VfGH: Beschränkung des Verlustabzugs auf betriebliche Einkunftsarten verfassungswidrig?
Mit Beschluss vom 26. Februar 2010 B 192/09 hat der Verfassungsgerichtshof die Prüfung der Beschränkung des Verlustabzuges („Verlustvortrages“) gemäß § 18 (6) EStG auf betriebliche Einkunftsarten eingelenkt.
Auslösend für die Prüfung war folgender Sachverhalt: Seit dem Jahr 1991 bezog die Beschwerdeführerin im Rahmen einer Miteigentümergemeinschaft Einkünfte aus Vermietung und Verpachtung. Lediglich im Jahr 2006 ergab sich ein Verlust, der sich durch die Kosten für den Abriss eines baufälligen Gebäudes ergab. Die Berücksichtigung dieses Verlustes im Jahr 2007 wurde aufgrund der Tatsache, dass die Möglichkeit eines Verlustabzuges gemäß § 18 (6) EStG 1998 nur für betriebliche Einkunftsarten bestehe, von der zuständigen Behörde verweigert.

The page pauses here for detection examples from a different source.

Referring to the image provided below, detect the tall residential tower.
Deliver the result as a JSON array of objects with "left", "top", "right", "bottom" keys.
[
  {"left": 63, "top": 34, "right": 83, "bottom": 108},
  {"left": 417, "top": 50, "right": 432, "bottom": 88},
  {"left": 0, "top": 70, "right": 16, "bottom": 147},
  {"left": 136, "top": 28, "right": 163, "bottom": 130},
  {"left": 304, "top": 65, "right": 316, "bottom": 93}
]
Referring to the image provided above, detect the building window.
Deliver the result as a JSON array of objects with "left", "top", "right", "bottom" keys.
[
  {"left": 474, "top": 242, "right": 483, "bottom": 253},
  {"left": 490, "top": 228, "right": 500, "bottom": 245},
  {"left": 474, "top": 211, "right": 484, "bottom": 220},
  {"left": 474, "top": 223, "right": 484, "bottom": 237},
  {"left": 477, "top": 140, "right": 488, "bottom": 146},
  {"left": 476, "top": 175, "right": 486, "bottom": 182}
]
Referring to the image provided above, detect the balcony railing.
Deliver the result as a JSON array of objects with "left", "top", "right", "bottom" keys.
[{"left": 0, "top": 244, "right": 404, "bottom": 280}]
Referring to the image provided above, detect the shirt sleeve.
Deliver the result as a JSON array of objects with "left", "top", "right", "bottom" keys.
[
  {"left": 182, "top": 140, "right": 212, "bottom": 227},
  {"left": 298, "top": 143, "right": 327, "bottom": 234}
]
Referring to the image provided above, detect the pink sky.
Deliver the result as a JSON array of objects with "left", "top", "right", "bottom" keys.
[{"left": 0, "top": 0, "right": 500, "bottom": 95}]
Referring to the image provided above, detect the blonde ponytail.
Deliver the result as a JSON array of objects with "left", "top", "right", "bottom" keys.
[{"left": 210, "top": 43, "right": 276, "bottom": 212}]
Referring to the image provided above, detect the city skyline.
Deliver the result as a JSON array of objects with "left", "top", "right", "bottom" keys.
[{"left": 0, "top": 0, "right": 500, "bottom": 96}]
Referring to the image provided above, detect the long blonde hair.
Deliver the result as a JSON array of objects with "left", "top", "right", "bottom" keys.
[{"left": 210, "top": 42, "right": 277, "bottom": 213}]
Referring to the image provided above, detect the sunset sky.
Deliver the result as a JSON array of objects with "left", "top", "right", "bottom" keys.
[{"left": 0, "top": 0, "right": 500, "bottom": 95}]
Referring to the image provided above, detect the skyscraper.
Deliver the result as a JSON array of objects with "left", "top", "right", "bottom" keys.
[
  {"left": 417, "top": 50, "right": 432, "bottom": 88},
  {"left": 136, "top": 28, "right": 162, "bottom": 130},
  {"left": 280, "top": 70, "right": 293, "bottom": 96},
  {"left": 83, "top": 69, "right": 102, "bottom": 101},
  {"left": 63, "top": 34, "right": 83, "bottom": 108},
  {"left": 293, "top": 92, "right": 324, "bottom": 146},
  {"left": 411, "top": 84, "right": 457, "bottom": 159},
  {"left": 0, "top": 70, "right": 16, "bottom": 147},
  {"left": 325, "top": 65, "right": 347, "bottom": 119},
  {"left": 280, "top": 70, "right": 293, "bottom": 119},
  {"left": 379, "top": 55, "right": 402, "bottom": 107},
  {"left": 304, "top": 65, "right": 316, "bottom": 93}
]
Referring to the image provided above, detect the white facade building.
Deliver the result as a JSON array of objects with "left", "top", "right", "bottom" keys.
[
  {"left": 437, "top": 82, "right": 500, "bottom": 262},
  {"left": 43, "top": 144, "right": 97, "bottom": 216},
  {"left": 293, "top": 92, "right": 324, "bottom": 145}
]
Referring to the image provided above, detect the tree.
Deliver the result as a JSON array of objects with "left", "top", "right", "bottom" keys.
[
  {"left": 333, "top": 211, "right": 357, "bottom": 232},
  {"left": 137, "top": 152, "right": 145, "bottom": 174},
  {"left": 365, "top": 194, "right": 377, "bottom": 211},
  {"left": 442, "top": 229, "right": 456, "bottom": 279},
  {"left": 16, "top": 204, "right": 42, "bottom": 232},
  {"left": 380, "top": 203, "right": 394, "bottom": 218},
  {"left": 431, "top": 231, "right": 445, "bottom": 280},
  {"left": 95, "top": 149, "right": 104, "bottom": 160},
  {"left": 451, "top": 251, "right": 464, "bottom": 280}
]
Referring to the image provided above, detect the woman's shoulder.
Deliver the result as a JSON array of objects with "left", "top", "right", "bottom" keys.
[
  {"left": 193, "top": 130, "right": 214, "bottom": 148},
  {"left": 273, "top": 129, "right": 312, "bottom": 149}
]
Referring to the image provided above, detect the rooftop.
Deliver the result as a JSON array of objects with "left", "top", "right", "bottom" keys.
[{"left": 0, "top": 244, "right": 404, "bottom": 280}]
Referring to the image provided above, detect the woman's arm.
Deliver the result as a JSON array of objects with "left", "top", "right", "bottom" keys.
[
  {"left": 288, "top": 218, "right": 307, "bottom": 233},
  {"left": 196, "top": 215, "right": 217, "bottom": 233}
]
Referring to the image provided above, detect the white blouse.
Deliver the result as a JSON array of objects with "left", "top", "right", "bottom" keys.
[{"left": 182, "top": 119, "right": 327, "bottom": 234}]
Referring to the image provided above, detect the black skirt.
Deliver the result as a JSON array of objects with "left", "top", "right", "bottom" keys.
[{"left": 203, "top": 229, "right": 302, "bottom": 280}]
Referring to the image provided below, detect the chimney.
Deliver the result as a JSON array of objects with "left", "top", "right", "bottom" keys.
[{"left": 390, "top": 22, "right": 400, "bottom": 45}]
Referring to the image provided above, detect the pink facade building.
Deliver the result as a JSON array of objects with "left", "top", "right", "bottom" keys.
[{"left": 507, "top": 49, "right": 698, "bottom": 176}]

Der Verfassungsgerichtshof hegt nun Zweifel, ob die Beschränkung des Verlustabzuges gemäß § 18 (6) EStG auf betriebliche Einkunftsarten verfassungskonform ist. Vergangener Judikatur des Verwaltungsgerichtshofs zufolge wären die Abbruchkosten einschließlich eines allfälligen Restbuchwerts des Altgebäudes grundsätzlich als aktivierungspflichtige Herstellungskosten des in der Folge neu errichteten Gebäudes betrachtet worden („Opfertheorie“). Die Anwendung der Opfertheorie hätte zur Folge gehabt, dass im Abbruchjahr gar kein Verlust aus Vermietung und Verpachtung entstehen hätte können, weil die Kosten durch Aktivierung neutralisiert worden wären und sich erst in Folge durch höhere Abschreibungen von den Herstellungskosten des neuen Gebäudes ausgewirkt hätten. Der Verwaltungsgerichtshof hat aber die Opfertheorie in der jüngsten Rechtsprechung aufgegeben (VwGH 25.1.2006, 2003/14/0107).
Auch im vorliegenden Fall dürfte die belangte Behörde nicht von einer Aktivierung der Abbruchkosten ausgegangen sein. Dies hatte zur Folge, dass die Beschwerdeführerin eine Einkommensteuer-Belastung von bis zu 50 % des nicht ausgeglichenen Verlustes zu tragen hat. Sie hatte somit ein Einkommen zu versteuern, das sie auf mehrere Jahre gesehen gar nicht erzielt hatte und wurde so Miteigentümern gegenüber benachteiligt, die im Jahr 2006 über entsprechend hohe andere Einkünfte verfügten, um Verluste aus Vermietung und Verpachtung auszugleichen.
Diese Effekte, für die der Verwaltungsgerichtshof keine sachliche Rechtfertigung erkennen kann, ergeben sich nicht nur durch die Aufgabe der Opfertheorie, sondern immer dann, wenn im Zusammenhang mit einem Mietobjekt außerhalb des in § 28 EStG berücksichtigten Investitionsbereichs hohe laufende Kosten anfallen oder unvorhersehbare Schäden auftreten, die im Jahr des Schadensereignisses steuerlich als Werbungskosten im Wege einer Absetzung für außergewöhnliche technische Absetzung berücksichtigt werden müssen. Es bleibt nun abzuwarten, wie das Gesetzprüfungsverfahren des Verfassungsgerichtshofs ausgehen wird.